Due to the nature of this post, I will use examples of personal attacks and I’ve hidden below a “Read more” break to prevent the casual observer finding it on the front page.

Forewarned is forearmed.

It sounds an easy task.

Why can’t we automatically detect and remove harassment online?

We can detect negative comments

If you want to play along at home, I’m using Microsoft’s Cognitive Services text analysis for this, other services exist, but this I know this.

We can use techniques known as “Sentiment Analysis” to determine if comments are positive or negative. these scores are ranged from 0% (extremely negative) to 100% (extremely positive) so the phrase “Fuck off you stupid bitch” gets an unsurprising low score of 0.004946023225784301 (aka less than 1% positive), whereas “Well done, That was an amazing speech you gave” gets a score of 0.946958065032959

It may appear that we can use sentiment analysis to determine if something is harassment or not.

However, this only tells us if the language used is positive or not, so, for example, the phrase “Universal credit is a stupid idea” scores 0.10983416438102722 (11%) it isn’t a nice phrase, however, the target isn’t a person or a group of people but a concept and being critical of a concept is in no way the same as attacking a person.

It is possible to programmatically look at the text and determine if it’s about a person or an idea, so assuming you can do that you are left with a two by two matrix of options

Harassment matrix
positive post negative post
About a person 1 -1
About an idea 0 0

Where -1 is an abusive message, 1 is a supportive one and 0 are messages you don’t care about.

So it may appear we have our silver bullet, a way of spotting harassment online, but sadly…

Tone policing

Let’s take the following “discussion”.

Person A: “No women should be in politics, they should just stay at home and wash up”

Person B: “Fuck off, you misogynist”

Who is doing the harassment here?

Well according to the sentiment of the text…

“No women should be in politics, they should just stay at home and wash up” Scores 0.74786901473999023, i.e. 75% positive whereas

“Fuck off, you misogynist” Scores 0.023883551359176636, i.e. 3%

Therefore, clearly we should ban person B!

As anyone who has been on the receiving end of online harassment knows, harrasers have a “lovely” way of making their comments sound like debates, and making the victims appear like unhinged looneys. This is especially true when messages are taken out of context as they would be in most content filtering algorithms.
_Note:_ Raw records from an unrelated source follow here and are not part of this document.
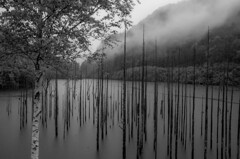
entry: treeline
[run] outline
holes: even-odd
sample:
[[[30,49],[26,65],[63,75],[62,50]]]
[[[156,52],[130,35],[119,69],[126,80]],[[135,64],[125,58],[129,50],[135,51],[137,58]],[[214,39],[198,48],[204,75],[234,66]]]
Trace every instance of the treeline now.
[[[239,15],[239,14],[237,14]],[[216,69],[221,69],[222,63],[231,63],[232,65],[238,65],[240,63],[240,29],[239,29],[239,18],[234,16],[230,18],[225,25],[219,28],[210,28],[210,41],[209,41],[209,62],[216,67]],[[206,29],[207,30],[207,29]],[[161,37],[159,37],[161,38]],[[174,44],[169,44],[165,46],[158,46],[158,55],[154,56],[154,40],[146,41],[146,65],[149,67],[159,67],[167,68],[170,65],[173,67],[181,67],[188,70],[188,68],[193,66],[192,49],[196,46],[196,61],[195,64],[198,66],[198,70],[204,70],[207,61],[207,35],[198,38],[191,39],[186,38],[182,41],[177,41]],[[130,45],[127,47],[128,54],[126,55],[126,68],[140,67],[141,66],[141,56],[140,50],[141,46]],[[181,55],[178,57],[178,50],[181,50]],[[118,50],[119,51],[119,50]],[[120,52],[123,52],[121,50]],[[107,72],[113,75],[114,79],[118,79],[117,74],[123,70],[123,54],[112,52],[106,53],[107,58],[104,60],[104,65],[107,66]],[[167,59],[172,59],[172,62],[167,62]],[[157,62],[154,62],[154,61]],[[176,62],[178,60],[178,62]],[[202,69],[200,68],[202,67]],[[87,61],[81,66],[83,74],[87,77],[96,76],[97,65],[94,63],[88,63]],[[151,69],[150,69],[151,70]],[[221,71],[221,70],[214,70]],[[165,78],[164,75],[160,75],[161,78]],[[204,76],[202,73],[201,76]],[[153,81],[154,78],[148,78],[148,80]],[[197,79],[198,80],[198,79]],[[200,80],[200,79],[199,79]],[[201,83],[201,80],[199,81]]]
[[[26,62],[26,61],[25,61]],[[61,63],[59,67],[45,66],[46,79],[55,79],[56,73],[59,79],[80,79],[81,71],[77,62]],[[15,63],[7,61],[0,69],[0,90],[33,88],[34,87],[34,70],[29,62]]]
This is not to say that content filtering does not have a place, it certanly does, but more that the issue is a societal one rather than an IT one. Within the world of computer security, there is a phrase, “there is no patch for human stupidity” it means, while you can release updates for software (patch it) you can’t release a patch to stop people doing something “stupid” (writing their password on a post it note and sticking it to their monitor). The best you can do is make it so difficult for hackers to break in that they go somewhere else. I think the same applies to harassment online, you can force people to stop being hateful, but you can protect the victims from the effects of that hate and make it harder for the haters to hurt their victims.

But a software soloution will only go so far and could easily end up hurting the very people you’re trying to help.